BAB I PENDAHULUAN
A. Latar Belakang Saat ini, bangsa Indonesia memiliki musuh besar, yaitu kemiskinan, kebodohan, merajalelanya korupsi, kurangnya penegakan hukum, tawuran pelajar, serta pragmatisme dan budaya instan yang semakin menguat. Banyaknya penyimpangan dan prilaku negatif yang terjadi di lingkungan masyarakat kita perlu dicermati secara bersama. Persoalan-persoalan tersebut muncul karena lunturnya nilai-nilai karakter bangsa. Karakter merupakan nilainilai perilaku manusia yang berhubungan dengan Tuhan Yang Maha Esa, diri sendiri, sesama manusia, lingkungan dan kebangsaan terwujud dalam pikiran, sikap, perasaan, perkataan, dan perbuatan berdasarkan norma-norma agama, hukum, tata krama, budaya dan adat istiadat. Perbuatan menyimpang yang dilakukan oleh masyarakat kita saat ini disebut Anomaly. Elfindri, dkk dalam bukunya Soft Skill Untuk Pendidik mengartikan Anomaly adalah sesuatu yang ganjil dari yang seharusnya terjadi (Elfindri, 2011). Padahal, Indonesia memerlukan sumberdaya manusia dalam jumlah dan mutu yang memadai sebagai pendukung utama dalam pembangunan. Untuk memenuhi sumberdaya manusia tersebut, pendidikan memiliki peran yang sangat penting. Hal ini sesuai dengan UU No 20 Tahun 2003 Tentang Sistem Pendidikan Nasional pada Pasal 3, yang menyebutkan bahwa pendidikan nasional berfungsi mengembangkan kemampuan dan membentuk karakter serta peradaban bangsa yang bermartabat dalam rangka mencerdaskan kehidupan bangsa. Pendidikan nasional bertujuan untuk berkembangnya potensi peserta didik agar menjadi manusia yang beriman dan bertakwa kepada Tuhan Yang Maha Esa, berakhlak mulia, sehat, berilmu, cakap, kreatif, mandiri, dan menjadi warga negara yang demokratis serta bertanggung jawab. Pendidikan adalah usaha sadar dan terencana untuk mewujudkan suasana belajar dan proses pembelajaran agar peserta didik secara aktif mengembangkan potensi dirinya untuk memiliki kekuatan spiritual keagamaan,
1
pengendalian diri, kepribadian, kecerdasan, akhlak mulia, serta keterampilan yang diperlukan dirinya, masyarakat, bangsa dan negara (Kemdiknas, 2003). Jalur pendidikan adalah salah satu alternatif yang dianggap cukup mampu mengatasi masalah tersebut. Pendidikan sebagai wahana preventif karena malalui pendidikan akan dibentuk generasi baru yang lebih baik. Menyikapi pentingnya pendidikan maka sangat diperlukan pendidikan karakter di sekolah untuk mewujudkan peradaban bangsa dengan memberikan keteladanan dan pembiasaan.
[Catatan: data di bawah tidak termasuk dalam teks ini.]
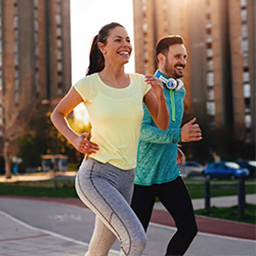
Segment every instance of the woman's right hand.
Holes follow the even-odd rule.
[[[73,141],[71,142],[77,150],[84,155],[96,153],[100,149],[98,145],[87,139],[87,138],[90,135],[90,132],[83,133],[78,135]]]

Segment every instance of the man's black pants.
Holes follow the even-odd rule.
[[[172,215],[178,229],[170,240],[166,255],[183,255],[197,232],[191,199],[180,177],[151,186],[135,185],[132,207],[145,231],[156,197]]]

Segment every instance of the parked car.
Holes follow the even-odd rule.
[[[250,178],[256,177],[256,161],[236,161],[237,163],[241,167],[246,168],[249,170]]]
[[[202,176],[205,166],[194,161],[186,161],[180,167],[180,171],[183,178]]]
[[[221,162],[208,164],[204,174],[209,178],[227,178],[234,180],[250,173],[246,168],[240,167],[235,162]]]

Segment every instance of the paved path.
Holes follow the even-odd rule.
[[[35,228],[1,211],[0,226],[1,256],[83,256],[88,248],[87,243]]]
[[[88,209],[76,206],[79,202],[77,199],[68,202],[64,199],[39,199],[0,197],[0,255],[83,255],[93,229],[94,214]],[[152,219],[155,218],[157,222],[161,223],[167,219],[165,214],[169,215],[165,211],[155,210]],[[201,219],[200,228],[209,226],[209,220],[212,219]],[[240,230],[240,234],[237,235],[243,236],[243,233],[250,233],[250,230],[255,233],[255,225],[214,220],[213,226],[212,223],[210,225],[212,229],[214,226],[232,230],[232,227],[237,228],[236,225],[239,224],[239,228],[234,229]],[[198,220],[197,221],[198,224]],[[168,224],[151,223],[143,256],[164,255],[166,244],[176,230],[170,226],[169,223]],[[240,228],[243,227],[245,229]],[[256,248],[255,240],[201,232],[185,255],[252,256],[256,255]],[[118,242],[112,249],[109,255],[118,255]]]

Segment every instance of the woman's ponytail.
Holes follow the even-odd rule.
[[[90,51],[90,63],[86,75],[100,72],[105,67],[105,61],[101,52],[98,47],[99,35],[94,37]]]
[[[103,54],[98,47],[98,43],[101,42],[106,44],[110,31],[117,27],[124,27],[118,23],[112,22],[102,27],[100,30],[99,34],[94,36],[91,47],[90,63],[87,69],[86,76],[100,72],[104,68],[105,60]]]

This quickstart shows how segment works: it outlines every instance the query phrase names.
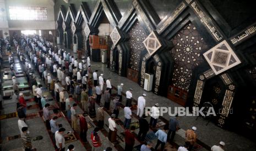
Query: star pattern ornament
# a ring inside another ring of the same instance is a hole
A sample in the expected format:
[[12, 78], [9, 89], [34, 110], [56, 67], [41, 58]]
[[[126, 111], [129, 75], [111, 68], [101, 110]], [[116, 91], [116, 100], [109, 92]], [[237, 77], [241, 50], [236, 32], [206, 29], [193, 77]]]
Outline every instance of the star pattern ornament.
[[226, 40], [205, 52], [204, 56], [216, 75], [241, 63]]
[[115, 27], [110, 34], [110, 38], [111, 38], [111, 40], [115, 45], [116, 45], [120, 39], [121, 39], [121, 36], [120, 36], [120, 33], [119, 33], [117, 28], [117, 27]]
[[[195, 27], [189, 22], [171, 40], [170, 53], [175, 61], [173, 85], [188, 91], [192, 70], [204, 61], [201, 52], [208, 48]], [[200, 77], [203, 80], [204, 77]]]
[[145, 49], [143, 40], [146, 37], [144, 30], [137, 21], [129, 32], [130, 47], [130, 66], [132, 69], [138, 71], [140, 53]]
[[85, 34], [86, 37], [88, 37], [88, 36], [90, 35], [90, 33], [91, 32], [90, 27], [89, 27], [89, 25], [88, 24], [86, 24], [85, 21], [84, 21], [83, 24], [84, 24], [84, 25], [85, 26], [84, 28], [84, 33]]
[[160, 43], [159, 39], [157, 37], [157, 33], [154, 31], [152, 31], [150, 34], [143, 41], [143, 44], [146, 47], [148, 53], [152, 56], [159, 48], [161, 48], [162, 44]]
B. Rumusan Masalah Berdasarkan latar belakang di atas, masalah-masalah yang dibahas dapat dirumuskan sebagai berikut : 1. Apa pengertian pendidikan karakter ? 2. Apa fungsi dan tujuan pendidikan karakter ? 3. Apa nilai-nilai pendidikan karakter ? 4. Apa pentingnya pendidikan karakter ? 5. Bagaimana implementasi pendidikan karakter di sekolah melalui keteladanan dan pembiasaan ?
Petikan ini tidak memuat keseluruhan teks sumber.